Abstract In this paper, a combined power plant based on the dish collector and biomass gasifier has been designed to produce liquefied hydrogen and beneficial outputs. The proposed solar and biomass energy based combined power system consists of seven different subplants, such as solar power process, biomass gasification plant, gas turbine cycle, hydrogen generation and liquefaction system, Kalina cycle, organic Rankine cycle, and single-effect absorption plant with ejector. The main useful outputs from the combined plant include power, liquid hydrogen, heating-cooling, and hot water. To evaluate the efficiency of integrated solar energy plant, energetic and exergetic effectiveness of both the whole plant and the sub-plants are performed.

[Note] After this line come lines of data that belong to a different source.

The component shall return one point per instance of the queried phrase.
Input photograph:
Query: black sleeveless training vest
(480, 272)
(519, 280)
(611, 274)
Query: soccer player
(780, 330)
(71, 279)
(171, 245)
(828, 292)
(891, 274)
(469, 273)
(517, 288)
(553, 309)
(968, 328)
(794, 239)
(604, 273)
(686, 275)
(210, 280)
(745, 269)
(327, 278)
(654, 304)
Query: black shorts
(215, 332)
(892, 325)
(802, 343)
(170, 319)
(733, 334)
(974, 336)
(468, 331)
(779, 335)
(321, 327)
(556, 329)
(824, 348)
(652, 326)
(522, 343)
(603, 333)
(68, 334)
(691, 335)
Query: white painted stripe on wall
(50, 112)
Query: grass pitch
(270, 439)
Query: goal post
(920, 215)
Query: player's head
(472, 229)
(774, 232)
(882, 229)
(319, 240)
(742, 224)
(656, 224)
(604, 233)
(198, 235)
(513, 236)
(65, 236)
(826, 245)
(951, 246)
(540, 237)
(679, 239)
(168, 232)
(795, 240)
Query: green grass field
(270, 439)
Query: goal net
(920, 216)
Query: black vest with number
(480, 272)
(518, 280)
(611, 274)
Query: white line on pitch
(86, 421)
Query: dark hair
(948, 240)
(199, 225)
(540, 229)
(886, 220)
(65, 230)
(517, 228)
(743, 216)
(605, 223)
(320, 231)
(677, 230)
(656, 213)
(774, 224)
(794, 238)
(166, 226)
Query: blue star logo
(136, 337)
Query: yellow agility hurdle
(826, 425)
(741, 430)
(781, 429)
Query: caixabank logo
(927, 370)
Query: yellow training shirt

For this solar and biomass gasification based combined plant, the generation rates for useful outputs covering the total electricity, cooling, heating and hydrogen, and hot water are obtained as nearly 3.9 MW, 6584 kW, 4206 kW, and 0.087 kg/s in the base design situations. The energy and exergy performances of the whole system are calculated as 51.93% and 47.14%. Also, the functional exergy of the whole system is calculated as 9.18% for the base working parameters. In addition to calculating thermodynamic efficiencies, a parametric plant is conducted to examine the impacts of reference temperature, solar radiation intensity, gasifier temperature, combustion temperature, compression ratio of Brayton cycle, inlet temperature of separator 2, organic Rankine cycle turbine and pump input temperature, and gas turbine input temperature on the combined plant performance.